L’intervento dei carabinieri di Lugo in soccorso di una donna si è trasformato in un arresto per violenza, oltraggio e lesioni a pubblico ufficiale. Attorno alle 14 di ieri (5 maggio) una pattuglia è intervenuta in una via del centro a supporto del personale del 118 a seguito della segnalazione di una donna che, in palese stato di alterazione, aveva appena litigato violentemente con il proprio compagno.
Quest’ultimo sarebbe giunto sul posto poco dopo, mostrando fin da subito un atteggiamento provocatorio nei confronti degli operatori: l’uomo avrebbe iniziato a riprendere con il telefonino l’operato di militari e sanitari, rifiutandosi di fornire le proprie generalità e inveendo ad alta voce contro i presenti. La situazione è precipitata quando ha poi cercato di trascinare via la compagna, scagliandosi contro il personale medico.
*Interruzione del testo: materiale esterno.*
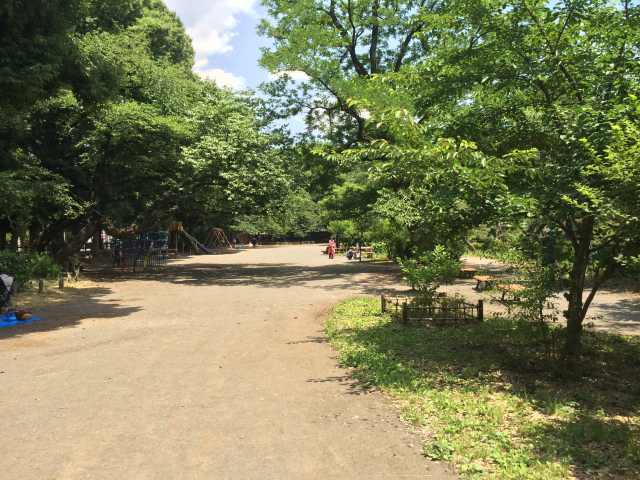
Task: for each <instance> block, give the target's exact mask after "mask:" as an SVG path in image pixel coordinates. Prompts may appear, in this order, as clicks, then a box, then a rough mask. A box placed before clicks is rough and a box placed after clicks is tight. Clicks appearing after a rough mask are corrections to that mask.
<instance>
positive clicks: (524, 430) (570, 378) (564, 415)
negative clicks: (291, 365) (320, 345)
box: [328, 303, 640, 479]
mask: <svg viewBox="0 0 640 480" xmlns="http://www.w3.org/2000/svg"><path fill="white" fill-rule="evenodd" d="M352 315H354V317H353V318H357V317H360V318H367V317H368V318H369V319H371V320H366V322H363V325H366V326H362V327H359V328H353V327H351V326H350V324H345V325H344V328H341V331H340V333H339V336H340V337H341V338H342V340H341V342H342V341H346V342H347V344H348V345H349V347H348V349H347V350H346V352H348V353H347V354H346V355H345V354H343V357H342V361H343V363H344V364H345V365H348V366H351V367H355V368H356V369H357V370H356V371H357V372H359V373H357V376H358V378H361V379H362V380H364V381H365V382H367V383H368V382H371V383H374V384H376V385H377V386H380V387H382V388H383V389H386V390H391V391H400V392H405V393H406V392H412V393H413V394H414V395H423V392H424V391H425V389H426V390H427V391H428V390H436V391H439V392H447V391H449V392H456V393H454V394H452V395H451V398H452V399H456V398H458V397H456V395H465V396H467V395H470V397H469V400H468V401H467V402H468V403H465V409H467V408H475V407H473V406H472V405H474V403H473V402H474V401H478V402H480V403H481V405H479V406H478V408H479V410H480V411H483V410H482V409H484V408H485V407H484V406H483V405H484V403H483V402H484V400H482V398H485V397H483V395H487V392H489V393H488V395H489V397H487V398H486V401H491V400H490V399H491V398H492V396H491V395H492V393H491V392H509V394H510V395H515V397H516V398H519V399H520V400H521V401H522V402H524V403H526V404H527V405H530V406H532V407H533V408H534V409H535V410H537V411H538V412H539V414H540V415H544V416H546V418H547V419H550V421H540V420H535V421H531V423H530V424H529V425H528V426H527V427H526V428H525V429H523V430H522V431H521V432H520V438H521V439H522V441H523V442H524V443H525V444H527V443H529V444H531V445H532V446H533V455H535V457H536V458H537V460H539V461H542V462H556V461H561V460H563V459H569V462H570V463H571V464H572V465H574V466H576V467H577V472H576V473H577V474H578V478H595V477H598V478H600V477H599V476H598V474H599V472H600V471H601V470H603V469H610V470H607V471H611V472H616V473H620V472H622V473H621V475H620V476H615V477H611V478H621V479H622V478H625V479H626V478H629V479H630V478H638V477H636V476H635V475H636V474H637V473H639V472H640V469H639V468H638V465H640V425H639V424H638V422H637V420H638V417H639V416H640V384H639V383H638V381H637V365H638V362H640V341H638V340H637V339H635V338H632V337H628V338H625V337H620V336H617V335H610V334H605V333H588V334H585V338H584V356H583V358H582V359H581V360H580V362H579V363H578V364H577V365H574V366H570V365H564V366H561V365H559V364H558V362H559V360H553V359H544V356H545V354H544V346H543V345H541V344H537V343H536V337H537V334H536V333H535V331H534V330H532V329H533V328H535V327H532V326H531V325H521V326H518V325H515V324H514V323H512V322H507V321H504V320H502V321H498V320H492V321H489V322H485V323H483V324H478V325H473V326H459V327H448V328H445V327H431V328H429V327H425V326H418V325H411V326H403V325H400V324H399V323H397V322H388V321H385V320H384V317H383V316H381V314H380V313H378V311H377V309H376V308H375V304H373V303H369V304H368V305H367V308H366V309H364V310H362V311H361V313H355V312H354V313H353V314H352ZM376 318H377V319H376ZM383 359H384V360H383ZM328 380H329V379H328ZM335 381H338V382H342V381H343V379H341V378H336V379H335ZM487 389H489V390H487ZM476 396H477V400H474V401H472V400H471V398H472V397H473V398H476ZM425 398H428V397H425ZM414 403H416V402H414ZM412 405H413V403H412ZM416 405H420V401H417V403H416ZM486 408H491V407H489V406H487V407H486ZM456 415H457V414H456V412H453V413H452V421H453V422H454V424H455V419H456V418H457V417H456ZM488 422H489V423H491V422H490V421H488ZM481 423H483V422H481ZM454 424H452V425H451V427H450V428H452V429H453V430H450V432H454V431H455V428H454ZM480 428H484V427H480ZM460 435H466V434H465V433H464V432H460ZM487 435H490V434H489V433H487ZM487 438H490V437H487ZM581 472H582V473H581ZM584 472H586V473H584ZM594 472H598V474H594ZM582 474H584V475H586V476H581V475H582ZM603 478H605V477H603ZM606 478H609V477H606Z"/></svg>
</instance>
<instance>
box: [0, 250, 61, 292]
mask: <svg viewBox="0 0 640 480" xmlns="http://www.w3.org/2000/svg"><path fill="white" fill-rule="evenodd" d="M60 271H61V269H60V266H59V265H58V264H57V263H55V262H54V260H53V259H52V258H51V257H50V256H48V255H46V254H39V253H32V254H30V253H15V252H11V251H8V250H0V272H1V273H4V274H7V275H10V276H12V277H15V279H16V281H17V282H18V284H19V285H25V284H26V283H27V282H28V281H29V280H36V279H55V278H57V277H58V276H59V275H60Z"/></svg>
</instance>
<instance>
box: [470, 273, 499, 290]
mask: <svg viewBox="0 0 640 480" xmlns="http://www.w3.org/2000/svg"><path fill="white" fill-rule="evenodd" d="M473 279H474V280H475V281H476V282H477V283H476V286H475V287H474V288H475V289H476V290H478V291H482V290H484V289H485V288H489V287H490V286H491V284H492V283H493V282H495V281H496V277H492V276H491V275H476V276H475V277H473Z"/></svg>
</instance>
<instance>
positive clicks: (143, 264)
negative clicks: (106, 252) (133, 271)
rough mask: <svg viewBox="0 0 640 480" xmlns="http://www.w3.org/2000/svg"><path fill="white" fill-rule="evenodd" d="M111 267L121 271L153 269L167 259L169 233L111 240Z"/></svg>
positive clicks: (135, 270)
mask: <svg viewBox="0 0 640 480" xmlns="http://www.w3.org/2000/svg"><path fill="white" fill-rule="evenodd" d="M112 248H113V266H114V267H118V268H122V269H123V270H129V269H131V270H133V271H134V272H136V271H137V270H138V269H140V268H141V269H142V270H146V269H148V268H150V269H154V268H157V267H159V266H162V265H165V264H166V263H167V260H168V258H169V232H152V233H142V234H140V235H138V236H137V237H135V238H125V239H119V238H115V239H114V240H113V247H112Z"/></svg>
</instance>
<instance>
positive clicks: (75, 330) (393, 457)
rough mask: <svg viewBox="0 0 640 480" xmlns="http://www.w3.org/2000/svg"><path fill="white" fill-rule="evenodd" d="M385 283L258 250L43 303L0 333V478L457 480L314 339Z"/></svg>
mask: <svg viewBox="0 0 640 480" xmlns="http://www.w3.org/2000/svg"><path fill="white" fill-rule="evenodd" d="M393 282H394V278H393V277H390V276H389V275H388V272H386V270H385V267H384V266H380V265H367V264H357V263H351V264H348V263H347V262H346V261H345V260H343V259H336V261H335V262H334V263H330V261H329V260H328V259H327V258H326V256H323V255H320V249H319V247H317V246H295V247H283V248H265V249H256V250H249V251H243V252H240V253H237V254H228V255H215V256H200V257H193V258H190V259H186V260H181V261H178V262H175V263H173V264H172V265H171V266H169V267H167V268H166V269H165V270H164V271H163V272H159V273H154V274H143V275H141V276H139V277H137V278H135V279H125V278H121V277H116V278H113V279H110V280H109V281H104V282H100V283H99V284H98V286H97V287H96V288H93V289H89V290H88V292H87V293H88V296H87V297H83V298H82V300H80V299H78V298H76V300H75V301H74V302H73V303H72V304H59V305H52V306H51V307H48V308H47V309H46V311H44V312H42V313H43V314H44V315H45V316H46V317H47V320H46V321H44V322H41V323H39V324H34V325H33V326H28V327H23V328H21V329H12V330H11V332H7V331H5V332H2V334H1V335H0V385H1V388H0V405H2V410H1V412H0V426H1V428H0V431H2V439H3V446H2V449H3V455H2V458H3V461H2V474H1V476H2V478H3V479H5V480H10V479H20V480H29V479H38V480H41V479H80V478H82V479H120V478H127V479H154V480H155V479H201V478H204V479H227V478H228V479H261V480H264V479H288V478H292V479H301V478H305V479H306V478H309V479H316V478H322V479H364V478H370V479H402V478H433V479H440V478H443V479H444V478H453V476H452V475H451V474H450V473H448V472H447V470H446V468H445V467H443V466H441V465H439V464H435V463H430V462H428V461H427V460H425V458H424V457H422V455H421V454H420V441H419V438H418V437H417V436H416V435H415V434H413V433H411V432H410V431H409V429H408V428H407V426H406V425H404V424H402V423H401V422H400V421H399V420H398V418H397V409H395V408H394V407H393V405H391V404H390V401H389V400H388V399H386V398H384V397H383V396H382V395H380V394H378V393H375V392H364V391H362V389H360V388H358V385H357V384H355V383H354V382H352V381H351V380H350V378H349V376H348V372H346V371H345V370H342V369H340V368H338V367H337V365H336V360H335V353H334V352H333V351H332V350H331V348H330V347H329V346H328V345H327V344H326V343H325V338H324V335H323V334H322V320H323V318H324V316H325V314H326V312H327V310H328V308H329V307H330V305H332V304H334V303H335V302H337V301H338V300H340V299H342V298H345V297H347V296H350V295H353V294H361V293H376V292H378V291H379V290H380V289H383V288H385V287H386V286H390V285H392V284H393ZM39 313H40V312H39Z"/></svg>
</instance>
I carabinieri sono quindi intervenuti nel tentativo di bloccarlo e riportarlo alla calma, venendo aggrediti con violenza. L’uomo ha prima sferrato una gomitata alla spalla di un militare e, una volta costretto salire sull’auto di servizio, ha opposto ulteriore resistenza arrivando a mordere la mano di un altro operatore per impedire che gli venisse allacciata la cintura di sicurezza. Una volta condotto in caserma, l’identificazione ha permesso di accertare che si trattava di un 39enne gravato da numerosi precedenti penali, è quindi stato dichiarato in arresto.
Questa mattina è comparso davanti al Giudice del Tribunale di Ravenna che ha convalidato l’arresto e ha disposto nei suoi confronti l’obbligo di presentazione alla Polizia Giudiziaria.